I have tried to think of a resource that humanity has actually run out of, but am having a hard time in coming up with one. I know we have caused the extinction of quite a few species, but in most cases, that has been an unintended (if lamentable)consequence of economic activity, and not due to our use of that particular species, except the dodo. In any case, defining a resource as a single species seems a pretty narrow definition. If anyone can tell me some other resources that humanity has actually run out of, I would be grateful.
A second issue is not one of substance, but of style. There seems to be a broad agreement amongst many environmentalists (certainly the ones loopy enough to qualify membership of the ‘antiglobalisation movement’) that somehow capitalism has to be ‘punished’ for all the pollution it has caused in the past. This has even made its way into major policy decisions, such as the Kyoto Agreement. This idea of ‘punishment’ is ridiculous. Causing people to change behaviour by punishment might work on an individual scale (prison, for example), but it doesn’t work on the scale of the entire capitalist system. If environmentalists want business to change behaviour, they need to provide carrots, not sticks. Firstly, because carrots are the only things which will work, and secondly, because using sticks immiserates all of us, and I certainly don’t want to be immiserated to ‘punish’ the people who provide my daily bread an butter.

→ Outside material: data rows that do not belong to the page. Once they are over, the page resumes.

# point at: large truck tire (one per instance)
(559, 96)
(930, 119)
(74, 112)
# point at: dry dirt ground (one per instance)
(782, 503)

On the issue of radical environmentalists wishing to return us to the stone age (hence their support of punishment above), I travelled through Zimbabwe some years ago and, whilst looking at some cave paintings made by stone age people, our guide mentioned that at the time, Zimbabwe was able to support about 20,000 hunter gatherers. It now, even with the antics of Mugabe, supports 11 million people, using modern agriculture. This means, in order to return to a viable stone age, hinter gatherer population in Zimababwe, we would need to murder 99.8% of its population. When next faced with a radical environmentalist attempting to return us to the stone age, people might like to point out this salient fact, and ask which 99.8% of the world’s population they intend to slaughter. Presumably, given their devotion to the cause, they would offer their own lives first?